US Army: North Korean hackers operate from other countries

Η North Korea has at least 6.000 hackers and cyber warfare experts. According to a report published by army of USA, many of the North Korean hackers operate from other countries such as Belarus, China, India, Malaysia and Russia.

The report, called "North Korean TacticsIs essentially a handbook used by the US military to train troops and military leaders. The Army first published this handbook last month.

The 332-page report contains a "treasure trove" of information about him Korean People's Army (KPA), such as data on military tactics, arsenal, leadership structure, troop types, logistics and cyber warfare capabilities.

US Army: The Bureau 121 has at least 6.000 members

Most of the report deals with classic military tactics and capabilities, but also refers to some secret hacking North Korean units.

"Most EW [electronic warfare] operations take place inside the unit Cyber ​​Warfare Guidance Unit, better known as 121 Bureau", Said the US military.

Previous reports from information communities and security have also linked all North Korean hackers to Bureau 121. Bureau 121 is part of the Reconnaissance General Bureau, a North Korean intelligence service that is part of the National Defense Committee.

The U.S. military says Bureau 121 has grown significantly in recent years as North Korea expands its cyber activities.

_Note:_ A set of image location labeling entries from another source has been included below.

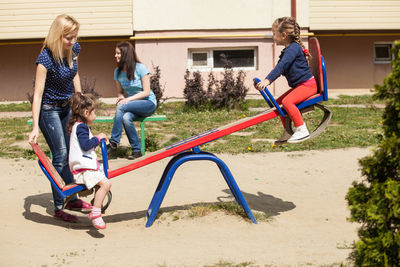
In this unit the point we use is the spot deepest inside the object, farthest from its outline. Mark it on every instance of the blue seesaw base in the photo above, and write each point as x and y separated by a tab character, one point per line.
170	170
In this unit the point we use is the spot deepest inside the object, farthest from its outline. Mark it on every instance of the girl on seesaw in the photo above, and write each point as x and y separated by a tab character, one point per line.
82	155
293	64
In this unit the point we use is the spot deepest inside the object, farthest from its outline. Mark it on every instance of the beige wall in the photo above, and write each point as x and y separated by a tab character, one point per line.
21	19
350	61
17	68
172	57
156	15
354	14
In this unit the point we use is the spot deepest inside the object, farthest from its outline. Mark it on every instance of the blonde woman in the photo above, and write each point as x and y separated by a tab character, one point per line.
56	81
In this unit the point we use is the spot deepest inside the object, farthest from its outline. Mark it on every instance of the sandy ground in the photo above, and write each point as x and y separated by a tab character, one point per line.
303	191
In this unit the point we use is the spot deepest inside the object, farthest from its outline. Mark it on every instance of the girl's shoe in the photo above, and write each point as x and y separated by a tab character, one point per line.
79	205
97	221
299	135
62	215
283	139
112	150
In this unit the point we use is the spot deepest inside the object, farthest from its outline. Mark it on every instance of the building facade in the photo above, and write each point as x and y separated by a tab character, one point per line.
356	37
173	34
176	35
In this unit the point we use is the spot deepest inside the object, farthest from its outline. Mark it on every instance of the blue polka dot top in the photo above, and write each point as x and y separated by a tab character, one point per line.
59	84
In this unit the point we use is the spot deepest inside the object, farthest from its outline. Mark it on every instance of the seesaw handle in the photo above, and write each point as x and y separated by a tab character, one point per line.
269	98
104	155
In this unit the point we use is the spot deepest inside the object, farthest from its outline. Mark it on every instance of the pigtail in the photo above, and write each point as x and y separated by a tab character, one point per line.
79	103
290	26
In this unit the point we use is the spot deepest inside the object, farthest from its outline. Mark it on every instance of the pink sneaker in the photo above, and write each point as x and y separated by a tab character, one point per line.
79	205
62	215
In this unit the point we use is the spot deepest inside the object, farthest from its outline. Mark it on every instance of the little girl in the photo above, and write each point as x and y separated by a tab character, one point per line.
82	156
294	66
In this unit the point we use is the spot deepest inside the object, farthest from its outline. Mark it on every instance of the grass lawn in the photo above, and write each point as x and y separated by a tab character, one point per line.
349	127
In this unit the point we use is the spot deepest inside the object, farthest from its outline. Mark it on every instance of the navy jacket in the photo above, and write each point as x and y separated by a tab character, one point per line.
293	65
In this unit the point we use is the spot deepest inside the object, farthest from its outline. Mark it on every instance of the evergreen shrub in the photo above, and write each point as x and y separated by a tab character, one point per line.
374	202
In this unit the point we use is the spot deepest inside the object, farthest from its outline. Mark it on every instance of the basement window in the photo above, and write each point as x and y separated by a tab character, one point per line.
216	59
382	53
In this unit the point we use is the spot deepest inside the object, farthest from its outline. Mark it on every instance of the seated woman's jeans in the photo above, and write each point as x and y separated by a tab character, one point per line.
124	116
52	123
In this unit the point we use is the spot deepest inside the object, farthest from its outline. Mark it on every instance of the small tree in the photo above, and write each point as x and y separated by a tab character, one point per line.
375	201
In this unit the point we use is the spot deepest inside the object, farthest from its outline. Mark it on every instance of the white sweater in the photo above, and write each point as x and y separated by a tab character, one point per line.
80	159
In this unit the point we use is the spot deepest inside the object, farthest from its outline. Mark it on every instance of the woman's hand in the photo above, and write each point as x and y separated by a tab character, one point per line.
122	100
102	136
261	85
33	136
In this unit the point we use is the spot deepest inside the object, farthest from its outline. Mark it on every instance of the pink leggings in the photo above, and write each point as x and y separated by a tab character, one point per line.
294	96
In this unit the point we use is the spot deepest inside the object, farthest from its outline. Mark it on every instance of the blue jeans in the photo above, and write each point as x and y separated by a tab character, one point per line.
124	116
52	122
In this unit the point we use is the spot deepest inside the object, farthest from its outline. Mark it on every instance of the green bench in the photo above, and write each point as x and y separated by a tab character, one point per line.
142	125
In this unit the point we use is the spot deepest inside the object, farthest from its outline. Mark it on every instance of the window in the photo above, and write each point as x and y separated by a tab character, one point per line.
382	53
216	59
200	59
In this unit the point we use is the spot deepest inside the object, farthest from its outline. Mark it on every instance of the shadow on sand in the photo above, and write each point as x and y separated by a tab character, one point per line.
260	202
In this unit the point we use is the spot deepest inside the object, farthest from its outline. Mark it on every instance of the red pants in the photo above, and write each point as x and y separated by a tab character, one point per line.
294	96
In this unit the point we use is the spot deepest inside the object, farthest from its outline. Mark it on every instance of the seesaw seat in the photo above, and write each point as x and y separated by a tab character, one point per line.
67	191
318	69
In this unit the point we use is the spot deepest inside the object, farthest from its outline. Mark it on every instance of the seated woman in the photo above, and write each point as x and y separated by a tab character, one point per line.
135	98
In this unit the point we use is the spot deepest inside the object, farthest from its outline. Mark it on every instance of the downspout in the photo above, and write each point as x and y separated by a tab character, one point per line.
293	8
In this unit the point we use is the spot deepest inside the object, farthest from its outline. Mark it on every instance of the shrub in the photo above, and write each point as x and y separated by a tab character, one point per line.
155	84
194	94
375	201
229	92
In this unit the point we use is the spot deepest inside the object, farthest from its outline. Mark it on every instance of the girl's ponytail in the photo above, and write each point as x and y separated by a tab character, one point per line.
79	103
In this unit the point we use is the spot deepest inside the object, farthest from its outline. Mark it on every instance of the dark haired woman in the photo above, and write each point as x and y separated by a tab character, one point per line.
135	98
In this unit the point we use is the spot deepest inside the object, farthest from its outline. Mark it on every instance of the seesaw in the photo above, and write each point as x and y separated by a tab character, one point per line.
188	149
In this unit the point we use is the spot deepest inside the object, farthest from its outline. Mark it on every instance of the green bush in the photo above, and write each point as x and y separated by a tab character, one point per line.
375	201
229	92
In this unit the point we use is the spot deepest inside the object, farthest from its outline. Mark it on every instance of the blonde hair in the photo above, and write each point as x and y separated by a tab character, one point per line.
79	103
289	26
61	26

According to the report, the hackers associated with Bureau 121 were approximately 1.000 in 2010 and now there are more than 6.000.

That number is in line with data released by the South Korean Ministry of Defense, which said North Korea had 3.000 cybercriminals in 2013, a number that later doubled.

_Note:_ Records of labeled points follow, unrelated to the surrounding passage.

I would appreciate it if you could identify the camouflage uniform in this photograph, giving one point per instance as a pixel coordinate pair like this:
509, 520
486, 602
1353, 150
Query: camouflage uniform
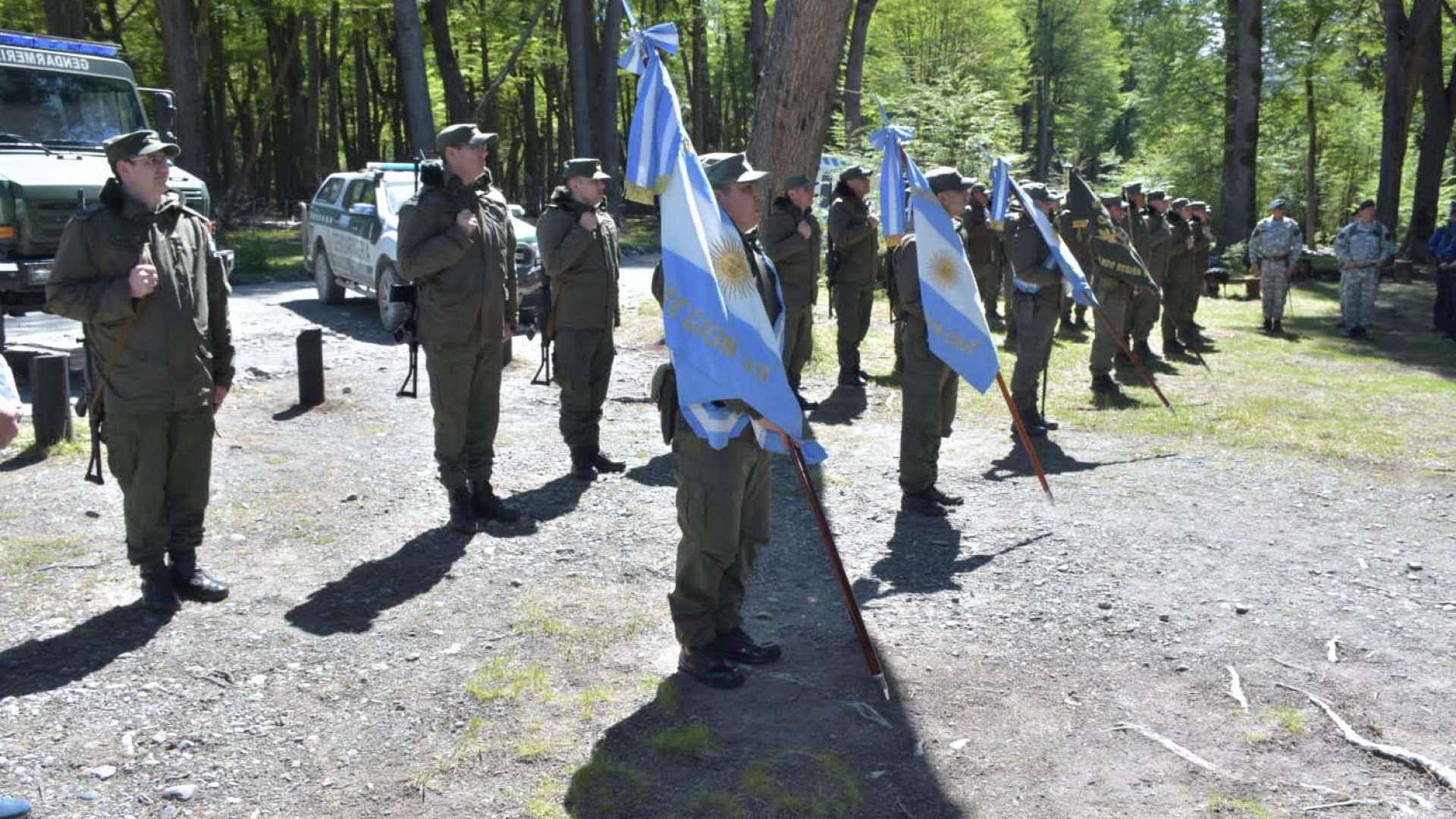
1369, 246
1274, 246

However, The U.S. military believes the number 6.000 is not entirely accurate.

"It simply came to our notice then probably much larger "Now: since 2009, about 100 hackers a year have graduated from North Korea's Mirim College for the KPA (military)," the U.S. military said.

Information about them North Korean hackers

U.S. military officials say Bureau 121 is divided into four sections.

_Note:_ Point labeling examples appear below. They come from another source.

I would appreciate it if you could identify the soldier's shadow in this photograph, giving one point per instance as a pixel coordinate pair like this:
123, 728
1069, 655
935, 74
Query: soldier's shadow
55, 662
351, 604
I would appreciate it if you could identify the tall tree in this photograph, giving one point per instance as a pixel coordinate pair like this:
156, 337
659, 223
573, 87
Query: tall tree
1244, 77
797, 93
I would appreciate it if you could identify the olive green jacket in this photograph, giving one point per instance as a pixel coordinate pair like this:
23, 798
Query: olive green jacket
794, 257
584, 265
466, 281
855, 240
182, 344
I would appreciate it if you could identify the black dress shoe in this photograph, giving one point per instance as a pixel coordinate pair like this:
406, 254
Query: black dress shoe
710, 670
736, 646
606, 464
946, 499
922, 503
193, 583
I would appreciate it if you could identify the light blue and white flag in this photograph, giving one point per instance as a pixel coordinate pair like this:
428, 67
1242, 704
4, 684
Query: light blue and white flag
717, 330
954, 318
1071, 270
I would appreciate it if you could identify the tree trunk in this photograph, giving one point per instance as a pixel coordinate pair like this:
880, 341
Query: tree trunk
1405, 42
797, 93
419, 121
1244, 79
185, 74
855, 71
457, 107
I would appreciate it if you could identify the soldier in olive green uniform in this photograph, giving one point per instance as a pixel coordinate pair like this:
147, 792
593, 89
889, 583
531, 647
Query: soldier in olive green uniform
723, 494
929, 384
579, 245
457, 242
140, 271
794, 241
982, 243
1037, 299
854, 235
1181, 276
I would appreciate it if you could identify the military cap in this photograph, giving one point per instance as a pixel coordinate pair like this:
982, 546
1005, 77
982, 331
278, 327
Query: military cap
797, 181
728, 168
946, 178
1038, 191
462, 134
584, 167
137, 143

The first part is what security experts call it Andariel Group, an APT team (code name used to describe hacking government-funded groups).

The U.S. military claims that Andariel Group has about 1.600 members "Whose mission is to gather information from enemy computer systems by assessing network vulnerabilities."

"This team maps the enemy network for a possible attackUS military officials said.

The second section of Bureau 121 is called Bluenoroff Group. The U.S. military says this APT has about 1.700 hackers Whose mission is to conducting financial crimes in cyberspace by assessing and exploiting the vulnerabilities of the enemy network ”.

The third part is the well-known group Lazarus Group. This group is inextricably linked to North Korea.

The number of hackers involved in the Lazarus Group is unknown, but this group is usually the one North Korean vulnerabilities of the enemy and distributing maliciously payloads, if instructed by the regime ”.

The fourth and final section of Bureau 121 is Electronic Warfare Jamming Regiment, which consists of three military battalions. This last section is a classic military unit with specific bases.

Many North Korean hackers operate from abroad

However, the US military says that the first three sections are more relaxed in organization. Many of their members travel and do their work from abroad, in countries such as Belarus, the China, India, Malaysia, and Russia.

Older reports have revealed that Pyongyang's regime allows hackers to work from abroad to set up companies that serve as cover for building server infrastructure abroad, as well as for money laundering.

In September 2019, the US Treasury Department imposed sanctions on some of these companies, alleging that they were involved in hacking Bureau 121 teams. The aim was to steal funds to support programs related to weapons and missiles of North Korea.

However, while the US Army report acknowledges that North Korean hackers have been involved in financial crimes in the cyberspace, army officials go even further and describe the entire North Korean government as a criminal network, with Kim's regime involved in a wide range of activities including drug trafficking, trafficking and many cybercrimes.